Как все-таки оказался «возможен» феномен Эйхмана?
Через двадцать лет после войны мы все еще блуждаем в потемках. Как признать столь тотальную победу зверя над человеком, притом на уровне целой нации? Как понять двойную метаморфозу двух народов, превращение одного в убийцу, а другого — в покорную и безмолвную жертву? На каком-то уровне вопросы «почему» и «как» смыкаются, сливаются.
Надеялись, что процесс даст ответ на эти вопросы. И ошиблись. Однажды я спросил американского писателя Альфреда Казина, имела ли, по его мнению, какой-то смысл смерть шести миллионов евреев. Он ответил: «Я надеюсь, что нет». Возможно ли вообще найти четкий правдивый ответ? Но процесс должен был бы, по крайней мере, сформулировать вопрос, найти вневременное выражение вопля, который в нем содержится.
Потому что осудить Эйхмана было недостаточно, да и невозможно. Размеры, абсурдность его деяний переводили его в другое измерение, выбрасывали из времени, уводили за пределы человеческих законов: только один диалог был бы возможен — между ним и мертвыми. Если порой весь этот процесс казался нереальным, то лишь потому, что главные действующие лица, и прежде всего обвиняемый, чувствовали себя в своих ролях непринужденно, слишком непринужденно: словно это был обычный процесс, где человеческое существо стоит перед судом ему подобных. Эйхман говорил очень много, не стесняясь, не сдерживаясь; он приводил цифры, цитировал документы, он защищался с остервенением; благодаря ему судебные словопрения зачастую звучали фальшиво; да полно, в этом ли дело, не его ведь — или не только его — здесь судят, это судят Историю. Эйхман, индивидуум и символ одновременно, подлежал юридическим законам в той же мере, в какой и законам психиатрии и метафизики.

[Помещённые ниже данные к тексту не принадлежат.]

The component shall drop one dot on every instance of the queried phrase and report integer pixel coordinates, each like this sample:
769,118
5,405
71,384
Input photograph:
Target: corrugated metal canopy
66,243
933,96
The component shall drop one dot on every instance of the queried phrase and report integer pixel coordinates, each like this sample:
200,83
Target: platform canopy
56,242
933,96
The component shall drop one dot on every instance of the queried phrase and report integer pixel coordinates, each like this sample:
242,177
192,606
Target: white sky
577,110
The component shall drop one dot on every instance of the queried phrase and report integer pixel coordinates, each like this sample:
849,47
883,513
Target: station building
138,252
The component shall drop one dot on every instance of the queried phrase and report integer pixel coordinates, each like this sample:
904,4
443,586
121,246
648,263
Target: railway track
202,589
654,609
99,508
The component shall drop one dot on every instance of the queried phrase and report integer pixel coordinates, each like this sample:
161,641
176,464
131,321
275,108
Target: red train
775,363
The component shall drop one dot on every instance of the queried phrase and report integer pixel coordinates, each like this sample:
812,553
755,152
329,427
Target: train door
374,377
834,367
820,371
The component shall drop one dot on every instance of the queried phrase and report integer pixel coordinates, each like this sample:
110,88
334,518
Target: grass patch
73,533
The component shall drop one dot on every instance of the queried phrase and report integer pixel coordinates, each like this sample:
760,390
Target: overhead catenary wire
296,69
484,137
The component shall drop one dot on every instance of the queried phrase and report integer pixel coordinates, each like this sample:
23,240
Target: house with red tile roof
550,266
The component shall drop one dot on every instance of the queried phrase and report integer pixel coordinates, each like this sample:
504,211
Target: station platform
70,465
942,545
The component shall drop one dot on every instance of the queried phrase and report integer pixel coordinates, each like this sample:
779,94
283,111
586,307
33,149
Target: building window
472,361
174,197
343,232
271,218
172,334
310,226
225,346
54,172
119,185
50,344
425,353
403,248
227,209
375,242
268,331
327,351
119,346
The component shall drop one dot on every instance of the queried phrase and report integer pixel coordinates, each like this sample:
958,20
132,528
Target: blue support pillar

Те, кто недоволен процессом, упрекают его именно в недостаточной масштабности. Сноп света не проник далеко, не раскрыл широких горизонтов. Слишком усердно старались судьи оставаться в рамках законности. И вместо того, чтобы стать отправной точкой, обвиняемый превратился в единственный центр. В этом плане уравнение было составлено неправильно. Юридически получается, что если Эйхманы виновны, значит, прочие невинны. А вывод должен был бы быть другой: если виновны Эйхманы, значит виновны и другие.